Science is what scientist do. And the scientific method is the method scientists follow. A tautology you say? Not according to George Ellis and Joe Silk. In an opinion paper in Nature under the title 'Scientific method: Defend the integrity of physics' Ellis and Silk argue that string theorists and cosmologists contributing to inflationary cosmology are rapidly turning physics into "a no-man's-land between mathematics, physics and philosophy that does not truly meet the requirements of any". The two authors play the 'testability card' and claim the high ground of scientific integrity, thereby dismissing a vast body of contemporary science as unscientific.

Ellis and Silk should know better. They make the mistake of elevating a naive notion of falsifiability as 'the scientific method', and subsequently attack a bizarre straw man.

The scientific method is not about testability or falsifiability per se.
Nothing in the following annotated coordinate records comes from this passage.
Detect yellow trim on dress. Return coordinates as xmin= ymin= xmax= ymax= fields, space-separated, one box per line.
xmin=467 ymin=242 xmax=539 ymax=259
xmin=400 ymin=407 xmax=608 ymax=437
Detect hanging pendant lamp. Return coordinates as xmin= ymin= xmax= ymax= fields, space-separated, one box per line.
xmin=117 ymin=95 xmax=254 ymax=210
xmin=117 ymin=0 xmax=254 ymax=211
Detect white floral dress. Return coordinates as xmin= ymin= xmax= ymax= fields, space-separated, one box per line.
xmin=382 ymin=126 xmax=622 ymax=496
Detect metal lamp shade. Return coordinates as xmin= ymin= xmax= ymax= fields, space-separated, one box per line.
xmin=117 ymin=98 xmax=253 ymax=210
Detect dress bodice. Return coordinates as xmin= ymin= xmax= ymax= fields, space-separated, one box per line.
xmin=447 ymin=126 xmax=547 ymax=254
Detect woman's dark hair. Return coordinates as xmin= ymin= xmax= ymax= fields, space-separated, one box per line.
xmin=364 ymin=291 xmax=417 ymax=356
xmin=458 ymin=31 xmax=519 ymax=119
It is about trying hard to falsify. Nothing more, nothing less. Truth is to be found in those ideas that survive despite the multitude of attempts to falsify them.

Astrology makes falsifiable predictions, but astrologists conveniently stray away from any attempts to falsify their methods. Satisfying falsifiability doesn't give astrology any scientific credibility, but the lack of falsification attempts does render it utterly unscientific.

Theoretical physics (including string theory) on the other hand, has developed into an unstoppable falsification machine. By construction, string theory (and any viable quantum gravity theory) represents the area of physics most heavily subjected to falsifiability attempts. This is because quantum gravity theories needs to reproduce all known low-energy physics, as well as all known classical gravitational phenomena. In other words: if you ensure your favorite theory of quantum gravity in the appropriate limits reduces to the standard model and Einstein's theory of gravity, your theory has survived all falsification attempts ever undertaken in the history of physics. This is a key point that fails to receive attention in 'string theory and falsifiability' debates.

The requirement to survive all past experimental tests represents is harsh and heavily constrains theories of quantum gravity. It is obviously true that the testing of predictions made by your theory in deep quantum-gravitational regimes far away from any past tests might be practically unachievable now and in the foreseeable future, but this practical limitation doesn't render your theory unscientific.

In any case, I don't know a single theoretical physicist who argues against experimental verification. This is just another grotesque straw man raised by Ellis and Silk. At the same time theoretical physicists are fed up with the uninformed rants and attacks by the falsifiability barbarians. But don't expect them to react. They are too busy oiling their falsification machine.



The scientific method: don't fool yourself, never stop trying to falsify your ideas.